KABUL: Checking imported books, removing texts from libraries and distributing lists of banned titles — Taliban authorities are working to remove “un-Islamic” and anti-government literature from circulation.
The efforts are led by a commission established under the Ministry of Information and Culture soon after the Taliban swept to power in 2021 and implemented their strict interpretation of Islamic law, or sharia.
In October, the ministry announced the commission had identified 400 books “that conflicted with Islamic and Afghan values, most of which have been collected from the markets”.
The ministry has not provided figures for the number of removed books, but two sources, a publisher in Kabul and a government employee, said texts had been collected in the first year of Taliban rule and again in recent months. “There is a lot of censorship. It is very difficult to work, and fear has spread everywhere,” the Kabul publisher said.
Books were also restricted under the previous foreign-backed government ousted by the Taliban when there was “a lot of corruption, pressures and other issues”, he said.
But “there was no fear, one could say whatever he or she wanted to say”, he added. “Whether or not we could make any change, we could raise our voices.”
‘Contradictory to religion’
This news agency received a list of five of the banned titles from an information ministry official. It includes “Jesus the Son of Man” by renowned Lebanese-American author Khalil Gibran, for containing “blasphemous expressions”, and the “counterculture” novel “Twilight of the Eastern Gods” by Albanian author Ismail Kadare.
“Afghanistan and the Region: A West Asian Perspective” by Mirwais Balkhi, an education minister under the former government, was also banned for “negative propaganda”.
During the Taliban’s previous rule from 1996 to 2001, there were comparatively few publishing houses and booksellers in Kabul, the country having already been wracked by decades of war.
Today, thousands of books are imported each week alone from neighbouring Iran — which shares the Persian language with Afghanistan — through the Islam Qala border crossing in western Herat province.
Taliban authorities rifled through boxes of a shipment at a customs warehouse in Herat city last week. One man flipped through a thick English-language title, as another, wearing a camouflage uniform with a man’s image on the shoulder patch, searched for pictures of people and animals in the books.

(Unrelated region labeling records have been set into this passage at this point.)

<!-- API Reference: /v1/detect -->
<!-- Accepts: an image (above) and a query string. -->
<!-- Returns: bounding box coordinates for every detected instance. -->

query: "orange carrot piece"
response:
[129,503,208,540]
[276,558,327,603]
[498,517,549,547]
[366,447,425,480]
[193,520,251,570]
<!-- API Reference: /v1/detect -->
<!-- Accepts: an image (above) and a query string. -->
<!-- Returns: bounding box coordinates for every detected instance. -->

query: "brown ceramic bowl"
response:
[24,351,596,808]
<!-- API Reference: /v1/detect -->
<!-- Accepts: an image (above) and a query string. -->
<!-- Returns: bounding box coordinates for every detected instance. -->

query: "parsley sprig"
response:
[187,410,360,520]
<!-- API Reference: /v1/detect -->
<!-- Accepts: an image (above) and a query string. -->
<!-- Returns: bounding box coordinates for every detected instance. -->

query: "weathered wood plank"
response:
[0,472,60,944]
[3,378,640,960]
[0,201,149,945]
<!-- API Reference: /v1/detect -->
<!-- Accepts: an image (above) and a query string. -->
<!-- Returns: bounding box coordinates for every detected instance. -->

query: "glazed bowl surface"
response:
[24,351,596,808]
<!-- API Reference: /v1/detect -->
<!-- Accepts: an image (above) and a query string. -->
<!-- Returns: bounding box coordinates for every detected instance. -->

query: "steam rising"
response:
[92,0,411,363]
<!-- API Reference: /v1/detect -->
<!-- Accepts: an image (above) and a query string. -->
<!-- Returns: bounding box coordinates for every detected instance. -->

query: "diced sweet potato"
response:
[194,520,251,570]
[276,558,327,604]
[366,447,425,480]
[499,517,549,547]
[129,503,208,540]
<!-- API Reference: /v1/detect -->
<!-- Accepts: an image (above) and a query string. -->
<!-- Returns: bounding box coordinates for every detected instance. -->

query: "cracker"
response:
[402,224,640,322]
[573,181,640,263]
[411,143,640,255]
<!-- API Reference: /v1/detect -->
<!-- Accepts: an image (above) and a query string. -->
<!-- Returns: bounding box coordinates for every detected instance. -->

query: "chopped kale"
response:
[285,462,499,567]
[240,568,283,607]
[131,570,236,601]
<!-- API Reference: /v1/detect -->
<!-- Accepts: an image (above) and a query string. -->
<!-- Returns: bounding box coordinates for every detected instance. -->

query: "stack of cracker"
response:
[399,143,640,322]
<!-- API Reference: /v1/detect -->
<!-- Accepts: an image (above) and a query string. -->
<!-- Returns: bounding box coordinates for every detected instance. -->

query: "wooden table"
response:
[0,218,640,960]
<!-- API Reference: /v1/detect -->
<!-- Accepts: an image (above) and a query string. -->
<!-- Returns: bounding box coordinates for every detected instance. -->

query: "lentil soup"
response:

“We have not banned books from any specific country or person, but we study the books and we block those that are contradictory to religion, sharia or the government, or if they have photos of living things,” said Mohammad Sediq Khademi, an official with the Herat department for the Propagation of Virtue and the Prevention of Vice (PVPV).
“Any books that are against religion, faith, sect, sharia … we will not allow them,” the 38-year-old said, adding the evaluations of imported books started some three months ago.
Some books have been removed from Herat libraries and Kabul bookstores, a bookseller told AFP, also asking for anonymity, including “The History of Jihadi Groups in Afghanistan” by Afghan author Yaqub Mashauf.